March 1983 Collective Bargaining - Evaluation of Faculty Forum By

R.G Hicks
Civil Engineering (x4273)

February 28, 1983

     I had the opportunity to attend the faculty forum on Thursday, February 24, titled "A Faculty Union at OSU" and came away somewhat confused. Here we are about to vote on the collective bargaining process, but we have no idea what will be contained in the contract. Important issues such as wage scales, work loads and hours, role of faculty in administering research studies, and other equally important items do not appear clear even in the minds of Everett Hanson (President, OSU, AAUP) and Margaret Lumpkin (first Vice President, OSUFA).

     What was particularly disturbing was that when the proponents for collective bargaining were asked if proposed bylaws would be available prior to the election, Professor Hanson said that there wasn't enough time to prepare one.
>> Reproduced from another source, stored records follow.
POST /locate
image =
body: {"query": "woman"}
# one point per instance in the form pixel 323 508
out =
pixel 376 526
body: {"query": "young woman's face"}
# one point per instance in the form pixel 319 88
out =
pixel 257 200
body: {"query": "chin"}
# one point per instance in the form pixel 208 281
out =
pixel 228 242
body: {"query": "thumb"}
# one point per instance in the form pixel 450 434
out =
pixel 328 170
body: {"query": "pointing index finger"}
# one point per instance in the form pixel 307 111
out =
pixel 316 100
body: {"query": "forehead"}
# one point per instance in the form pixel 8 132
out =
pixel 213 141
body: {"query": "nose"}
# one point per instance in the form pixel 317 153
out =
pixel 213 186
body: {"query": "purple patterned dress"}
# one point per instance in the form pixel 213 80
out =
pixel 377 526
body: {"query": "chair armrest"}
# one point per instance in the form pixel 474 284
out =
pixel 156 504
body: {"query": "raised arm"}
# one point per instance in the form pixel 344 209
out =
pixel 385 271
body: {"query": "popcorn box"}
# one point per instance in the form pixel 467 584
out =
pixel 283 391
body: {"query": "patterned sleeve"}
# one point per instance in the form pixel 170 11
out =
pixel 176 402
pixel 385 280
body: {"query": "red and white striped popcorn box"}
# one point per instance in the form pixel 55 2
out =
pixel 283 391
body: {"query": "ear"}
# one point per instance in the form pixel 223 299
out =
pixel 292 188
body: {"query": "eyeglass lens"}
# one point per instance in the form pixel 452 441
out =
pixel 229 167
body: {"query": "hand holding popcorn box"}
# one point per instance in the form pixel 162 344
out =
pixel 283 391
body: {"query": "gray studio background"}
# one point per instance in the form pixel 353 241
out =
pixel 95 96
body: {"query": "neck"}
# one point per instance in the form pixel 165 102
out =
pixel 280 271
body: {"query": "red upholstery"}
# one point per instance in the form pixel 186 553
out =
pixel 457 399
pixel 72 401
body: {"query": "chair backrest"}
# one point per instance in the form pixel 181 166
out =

However, Professor Lumpkin stated that if we would like one, she would put one together before the election. If this is the case, it appears to me we are voting on a "pig-in-a-poke" and not a well thought out collective bargaining process.

     Equally disturbing is the continual comparison to existing union contract at Portland State, Western Oregon State, Southern Oregon State, U. of Connecticut, California State University System, and U. of Rhode Island. I would hope that OSU faculty would consider our university to be more prestigious than these universities. Why not make comparisons with universities such as California, Stanford, Texas, Illinois, Washington, Wisconsin, Michigan, etc.? These universities and many others equally distinguished do not participate in collective bargaining.

     Also evident at the meeting was some uncertainty on the actual bargaining process. It appears to me that attorneys (at least on the management side) will be doing the negotiating. The "Faculty Alliance" will not be negotiating with the administration but with attorneys representing the State Board of Higher Education. How can we be assured that OSU will get its fair share of the distributions? Equally important, who will represent the faculty at the bargaining table and how will they be selected? This, too, is not clear.

     I certainly share many of the concerns of the faculty and their pursuit for a "better deal" with the administration. It is clear that many administrators do not relate well to their faculty. This could be because many of them have been away from teaching, research, and scholarly activities so long they do not understand the problems we face, particularly in situations with increasing enrollment and fixed budgets. Perhaps an alternate way of addressing the problem is to require that Deans and Department Heads serve fixed terms. They would be selected from OSU faculty or from faculty outside the university. This should result in a situation where the front line administrators are better aware of the problems and needs of the faculty, since they too will have recently been involved in teaching and scholarly activities. They also would be in a better position to communication these needs to the President. Maybe then the quality of education life at OSU would improve. It is ironic that his procedure is also used at prestigious universities such as California, Stanford, and many of the other previously identified.

     Though there are a number of major problems which need to be addressed at OSU, collective bargaining in my opinion, is not the way to correct them.